2. Solo persone ignoranti o
emozionalmente deboli finiscono dentro le sette.
FALSO.
Ogni anno gente
sofisticata, colta, ricca e intelligente resta coinvolta in qualche tipo di
SeCoM. Tenete conto che, di norma almeno, i leader di tali sette non sono
particolarmente interessati a gente povera, ignorante o emotivamente disturbata.
3. Controllo mentale e lavaggio
del cervello sono la stessa cosa.
FALSO.
Il controllo
mentale si effettua attraverso una persuasione sottile, amichevole, sorridente.
Il lavaggio del cervello (cosiddetto brainwashing) è fatto da un nemico notorio
contro la volontà di una persona.
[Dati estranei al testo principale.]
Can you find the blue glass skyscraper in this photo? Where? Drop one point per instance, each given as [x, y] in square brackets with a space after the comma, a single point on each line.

I due fenomeni utilizzano anche metodi e
tecniche differenti.
4. Finire in una setta può
accadere a certa gente, ma non a me!
FALSO.
Le SeCoM sono una
realtà virtualmente pericolosa per ciascuno. Inoltre l'idea che ‘a me non può
succedere aumenta il rischio anziché diminuirlo. La consapevolezza che qualsiasi
mente può essere controllata, se soltanto la si mette nelle giuste condizioni,
al contrario, rende avvertiti e quindi più forti.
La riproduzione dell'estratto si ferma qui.